Maria: “Yes, they also explained to me that when researchers submit a research project they now have to include a data management plan, and the Library is part of the committee that validates whether or not this plan will encounter any problems. And, because they have a good operating context, money, policies and qualified personnel, when they receive a mandate to publish data in open access like Horizon 2020, they have no difficulty in implementing it. In fact, they have had a research open data repository and a department that runs it for three years now”.
Albert: “Exactly, it’s the same at KU Leuven. Here we lack the resources”.
Maria: “In Spain, our skills, professional profiles, drive and even how we perceive things are very similar. The only difference is that in Norway they can carry their projects out and here it’s more difficult. This makes me think that in the same way we talk about a digital divide, I also believe that an open acess divide is starting to establish itself.
The role of the librarian
Maria: “I liked the communicative relationship they have with professors: they speak to each other on the same level and the Library has the same authority as the academic community. I asked them how they had achieved this and they told me that, obviously, authority is not earned overnight. Being a relatively small university, communication is easier and it has always been considered just another faculty. The Library also does its own research and they can also request research projects, for example”.
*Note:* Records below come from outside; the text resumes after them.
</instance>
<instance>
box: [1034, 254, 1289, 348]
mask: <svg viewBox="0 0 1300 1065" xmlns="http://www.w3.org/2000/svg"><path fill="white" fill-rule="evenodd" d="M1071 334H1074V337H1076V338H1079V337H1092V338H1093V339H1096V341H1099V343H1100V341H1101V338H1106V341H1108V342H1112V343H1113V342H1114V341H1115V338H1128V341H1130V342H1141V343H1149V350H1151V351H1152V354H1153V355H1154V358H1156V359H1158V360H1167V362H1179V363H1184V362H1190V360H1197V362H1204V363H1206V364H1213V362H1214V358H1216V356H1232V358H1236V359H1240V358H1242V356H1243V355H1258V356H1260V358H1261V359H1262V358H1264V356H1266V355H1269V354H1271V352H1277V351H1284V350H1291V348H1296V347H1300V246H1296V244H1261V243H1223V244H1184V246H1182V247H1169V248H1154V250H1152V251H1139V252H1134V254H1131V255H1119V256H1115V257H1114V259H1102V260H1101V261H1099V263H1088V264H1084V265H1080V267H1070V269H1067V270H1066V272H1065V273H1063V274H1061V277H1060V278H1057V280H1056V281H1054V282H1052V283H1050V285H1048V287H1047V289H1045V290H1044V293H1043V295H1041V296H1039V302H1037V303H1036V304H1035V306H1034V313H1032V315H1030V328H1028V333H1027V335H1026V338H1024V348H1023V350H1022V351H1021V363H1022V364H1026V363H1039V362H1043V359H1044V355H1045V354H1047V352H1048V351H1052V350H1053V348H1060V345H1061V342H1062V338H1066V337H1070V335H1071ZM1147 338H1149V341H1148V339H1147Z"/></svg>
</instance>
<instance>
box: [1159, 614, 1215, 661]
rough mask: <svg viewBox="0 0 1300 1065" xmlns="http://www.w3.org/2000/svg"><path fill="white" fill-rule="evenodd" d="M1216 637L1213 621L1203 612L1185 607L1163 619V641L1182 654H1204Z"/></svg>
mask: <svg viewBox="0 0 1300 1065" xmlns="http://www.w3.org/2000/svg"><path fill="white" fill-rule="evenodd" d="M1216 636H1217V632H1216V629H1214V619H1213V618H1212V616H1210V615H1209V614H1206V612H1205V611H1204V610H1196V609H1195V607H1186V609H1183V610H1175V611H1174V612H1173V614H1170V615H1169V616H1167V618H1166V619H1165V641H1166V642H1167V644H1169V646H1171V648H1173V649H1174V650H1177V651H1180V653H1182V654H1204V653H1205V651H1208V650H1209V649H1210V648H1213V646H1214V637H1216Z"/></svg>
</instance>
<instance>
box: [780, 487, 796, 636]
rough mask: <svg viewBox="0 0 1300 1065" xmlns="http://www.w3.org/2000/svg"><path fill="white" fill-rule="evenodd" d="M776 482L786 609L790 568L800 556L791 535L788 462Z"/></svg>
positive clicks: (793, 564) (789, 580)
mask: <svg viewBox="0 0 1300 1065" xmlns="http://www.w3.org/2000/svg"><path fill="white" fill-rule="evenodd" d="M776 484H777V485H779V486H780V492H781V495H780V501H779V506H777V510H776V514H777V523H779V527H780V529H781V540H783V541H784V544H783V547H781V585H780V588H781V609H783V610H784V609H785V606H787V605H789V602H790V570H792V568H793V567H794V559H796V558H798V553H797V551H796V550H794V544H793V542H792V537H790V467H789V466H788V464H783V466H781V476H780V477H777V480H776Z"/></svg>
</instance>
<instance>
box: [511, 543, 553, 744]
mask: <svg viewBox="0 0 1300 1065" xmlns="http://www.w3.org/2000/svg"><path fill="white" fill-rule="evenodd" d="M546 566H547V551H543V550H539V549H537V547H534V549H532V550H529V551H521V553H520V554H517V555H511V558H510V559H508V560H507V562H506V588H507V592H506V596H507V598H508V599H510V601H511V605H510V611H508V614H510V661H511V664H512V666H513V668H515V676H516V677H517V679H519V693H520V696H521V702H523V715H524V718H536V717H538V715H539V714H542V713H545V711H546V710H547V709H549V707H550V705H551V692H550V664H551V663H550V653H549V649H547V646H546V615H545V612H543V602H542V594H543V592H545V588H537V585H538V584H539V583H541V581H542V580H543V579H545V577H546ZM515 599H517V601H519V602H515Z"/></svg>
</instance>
Albert: “In my case I noticed that they tend to be highly skilled technically speaking. These are librarians but also computer experts."
Maria: “Yes, and in Norway they acknowledged, and not always positively, that they have a workforce with a very heterogeneous professional profile”.
Makerspaces and online laboratories
Albert: “Online laboratories and makerspaces are among their main goals. Creating learning spaces for socializing. Taking libraries and removing the books, the tables, etc”.
Maria: “Yes in Norway too: digital first and transforming the space”.
Albert: “Exactly! Transforming the space to make it for socializing, group work, labs, studying and promoting professionalization”.
Albert Cervera holds a degree in Catalan Language and Literature (UB) and a postgraduate diploma in Language Correction and Support in Catalan (UAB). She specialized in the fields of quality, standards and policies and also in publishing strategies for scholarly journals. .
Maria Boixadera holds degrees in Language and Literature (UB) and Information Science (UOC). His work experience has focused on university libraries and he has been working at the UOC Library for twelve years.